Bowden Francis has largely been unable to recapture the magic from the second half of last season, pitching to a 6.12 earned run average while surrendering 19 home runs, the highest mark in the big leagues.
Since the calendar turned over to June, Francis has now failed to pitch into the fourth inning in back-to-back starts, with the team’s only losses this month coming in games that the right-hander has taken the mound.
The uncertainty surrounding Max Scherzer’s return from a thumb injury, combined with a lack of pitching depth in the upper levels of the minor leagues, makes for a tough fix at this point in the season.
"The fact that they’re willing to live with Francis’ struggles tells you everything about where they are,” said ESPN’s Buster Olney on TSN1050’s First Up Tuesday morning.

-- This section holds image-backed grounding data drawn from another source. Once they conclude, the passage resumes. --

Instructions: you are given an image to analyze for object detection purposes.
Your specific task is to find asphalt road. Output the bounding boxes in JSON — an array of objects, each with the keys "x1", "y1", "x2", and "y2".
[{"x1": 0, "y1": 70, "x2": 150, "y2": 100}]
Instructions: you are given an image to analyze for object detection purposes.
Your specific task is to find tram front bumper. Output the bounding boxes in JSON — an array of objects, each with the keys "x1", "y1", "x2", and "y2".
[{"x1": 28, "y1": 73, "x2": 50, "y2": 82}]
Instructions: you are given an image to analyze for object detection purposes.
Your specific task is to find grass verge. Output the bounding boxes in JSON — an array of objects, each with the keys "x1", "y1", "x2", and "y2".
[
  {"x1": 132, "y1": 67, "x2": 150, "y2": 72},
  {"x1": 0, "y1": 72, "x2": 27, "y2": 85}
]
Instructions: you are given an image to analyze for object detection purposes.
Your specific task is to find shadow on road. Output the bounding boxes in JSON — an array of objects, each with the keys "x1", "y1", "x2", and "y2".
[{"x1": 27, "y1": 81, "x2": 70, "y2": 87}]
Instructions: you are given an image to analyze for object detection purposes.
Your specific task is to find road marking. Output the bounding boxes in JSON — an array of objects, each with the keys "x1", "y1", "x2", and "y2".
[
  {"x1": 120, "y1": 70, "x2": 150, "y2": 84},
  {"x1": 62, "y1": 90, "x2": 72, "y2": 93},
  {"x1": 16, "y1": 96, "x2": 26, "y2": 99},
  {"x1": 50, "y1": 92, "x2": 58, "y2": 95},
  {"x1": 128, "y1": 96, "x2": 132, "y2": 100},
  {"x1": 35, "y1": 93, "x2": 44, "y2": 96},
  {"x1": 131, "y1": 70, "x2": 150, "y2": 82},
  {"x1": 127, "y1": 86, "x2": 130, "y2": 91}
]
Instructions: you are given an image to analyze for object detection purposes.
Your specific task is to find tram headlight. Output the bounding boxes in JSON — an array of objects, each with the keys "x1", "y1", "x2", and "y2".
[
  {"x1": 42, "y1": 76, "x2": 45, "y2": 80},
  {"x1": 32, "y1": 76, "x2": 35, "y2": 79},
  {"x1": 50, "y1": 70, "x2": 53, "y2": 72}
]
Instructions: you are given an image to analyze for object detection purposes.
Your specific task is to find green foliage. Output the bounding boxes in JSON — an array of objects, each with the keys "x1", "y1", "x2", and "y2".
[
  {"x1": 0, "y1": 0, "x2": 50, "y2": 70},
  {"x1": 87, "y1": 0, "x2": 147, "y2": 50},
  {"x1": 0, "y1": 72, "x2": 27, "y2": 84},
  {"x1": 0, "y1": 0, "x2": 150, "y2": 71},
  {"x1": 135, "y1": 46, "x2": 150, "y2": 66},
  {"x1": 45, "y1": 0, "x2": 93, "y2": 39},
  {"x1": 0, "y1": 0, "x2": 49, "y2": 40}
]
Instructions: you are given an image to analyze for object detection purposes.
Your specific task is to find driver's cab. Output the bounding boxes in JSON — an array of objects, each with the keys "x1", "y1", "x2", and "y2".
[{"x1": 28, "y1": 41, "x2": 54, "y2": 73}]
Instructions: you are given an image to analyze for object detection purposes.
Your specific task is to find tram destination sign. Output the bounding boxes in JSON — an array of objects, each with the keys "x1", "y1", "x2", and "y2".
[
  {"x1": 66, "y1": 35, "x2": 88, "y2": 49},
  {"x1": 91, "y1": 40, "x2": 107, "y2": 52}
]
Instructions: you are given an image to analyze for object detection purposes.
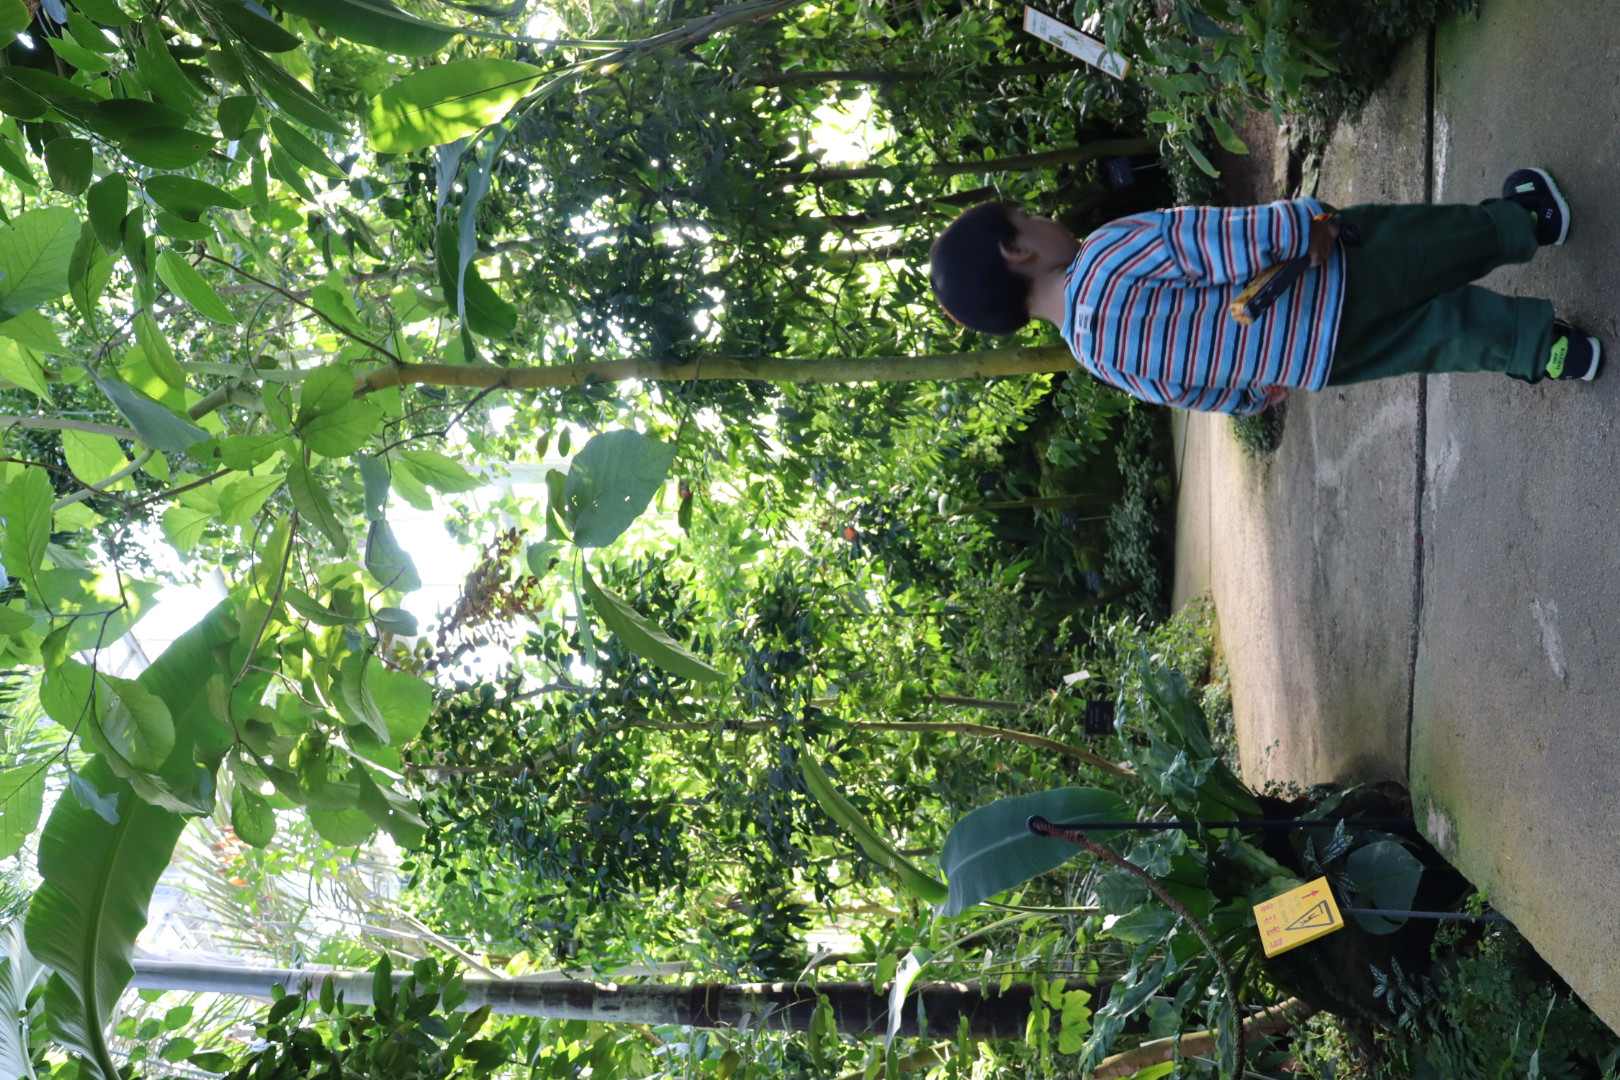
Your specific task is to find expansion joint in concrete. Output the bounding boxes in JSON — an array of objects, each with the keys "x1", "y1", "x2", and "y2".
[{"x1": 1404, "y1": 25, "x2": 1439, "y2": 779}]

“In most circumstances, you might have a situation where you could send a guy to the minor leagues. He could figure it out and then come back…but instead, what you heard from John Schneider the other day was, ‘We need him, he’s got to figure it out.”
“A different pitch mix, adjustments on command, whatever it is,” he said. “They need him.”
Francis is tentatively scheduled for his next start against the Philadelphia Phillies on Saturday, but the leash on the 29-year-old will continue to tighten as the Blue Jays look to avoid falling out of the mix in a competitive American League wild card picture.
Olney also shared that any potential solution to the lack of major-league pitching options on the roster will likely not come via trade.
“We are, I think, conditioned through the years to looking at those mid-season trades, going back to the days of the Jays trading for David Cone down the stretch, as being difference-making,” he said.
“What the feedback I’m getting right now from executives is they don’t think it’s going to be an especially active time at the trade deadline. They don’t think there’s going to be a lot of action, they don’t think there’s going to be difference-making players that are on the move.
"But in terms of volume, a GM said to me last night that it’s going to be a dud because a lot of the teams we look at as sellers, [Colorado] Rockies, [Chicago] White Sox, [Miami] Marlins, in the mind of this general manager, he’s like, ‘They don’t have crap to sell’. There are not a lot of good players that they’re willing to market right now so the early reviews on what we’re going to see in the trade market are pretty lukewarm.”
The Blue Jays will look to make it five series wins in a row as they take on the St. Louis Cardinals on Tuesday night in the second contest of the three-game set.